Hire a Good Inspector: Moving-Amityville.jpgThe Amityville Horror

If you’re worried about a leaky roof, a cracked foundation, or a pig-headed fiend appearing outside your windows at night, it’s imperative that you retain a trustworthy inspector before purchasing a new home. When the Kathy and George Lutz moved into 112 Ocean Avenue in 1975, they hoped to cut a corner by hiring a priest to bless their new home—the site of a series of grisly murders the previous year. Like most shortcuts, this blew up in their faces as they endured a series of terrifying paranormal events, requiring the additional expense of unlicensed demonologists. As Vonnegut said, "In this world, you get what you pay for."

Treat Your Movers Right: Moving-Desperate.jpgDesperate Passage: The Donner Party's Perilous Journey West

Whether you’re employing professional movers or your friends to get the job done, providing lunch—usually in the form of pizza—is appropriate and a great way to keep both energy and spirits high. Unfortunately for the Donner Party, neither delivery nor takeout was available when winter weather forced them to over-winter in the Sierra Nevada mountains. Don’t let your movers get hangry like the Donners. Fortunately for us moderns, it’s so easily avoidable.
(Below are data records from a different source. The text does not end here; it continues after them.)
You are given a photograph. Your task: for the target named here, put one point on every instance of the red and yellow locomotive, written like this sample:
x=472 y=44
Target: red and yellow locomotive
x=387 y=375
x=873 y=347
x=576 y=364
Prioritize Real-World Communities: Moving-Rosemary.jpgRosemary’s Baby

One of the great stressors of moving is getting to know the new neighbors; a network of friends is critical, so pay attention to the demographics of any prospective home. For example, if you have young children (or plan to), make sure your chosen ‘hood has plenty of other young families to keep both you and your kids company. Obviously, this was Rosemary and Guy Woodhouse’s miscalculation when deciding to take an apartment in The Bramford: They just didn’t share anything in common with its mostly elderly tenants. And in his eagerness to make friends, Guy led himself—and Rosemary!—into some uncomfortable social situations.

Rise Up from the Clutter: Moving-Swedish.jpgThe Gentle Art of Swedish Death Cleaning

The goal of “death cleaning” is simple: Ridding yourself of unwanted, unneeded possessions before your demise saves your survivors the chore of dealing with your stuff. But there are at least two more good reasons to lighten your load: 1.) When your time does come, think of all the posthumous embarrassment you’ll avoid. Imagine your children rifling through love letters from your first girlfriend, when you can happily (and just as effectively) store your adolescent pinings in memory. Likewise, shoe boxes of old Christmas cards (the equivalent of I’M LONELY scrawled on a scrap of napkin), cocktail umbrellas collected across a lifetime of middling vacations, or a box of binder-clips and rubber bands kept for no discernible reason. And 2.) Reducing your junk footprint now simply makes for an easier move.

Find a Home That’s the Right Size for You: Moving-Shining.jpgThe Shining

A house should feel like a home. While we’ve established the importance of having enough room for your belongings, too much space can also be problematic. Just like French fries, the notion that “bigger is better” sometimes leads us into the darkened hallways and forgotten rooms of our minds. Jack Torrance and family learned this the hard way. Also make sure that your new home isn’t a doorway to hell, a sort of battery for evil energy, or situated atop an ancient burial ground. (See Hire a Good Inspector above.)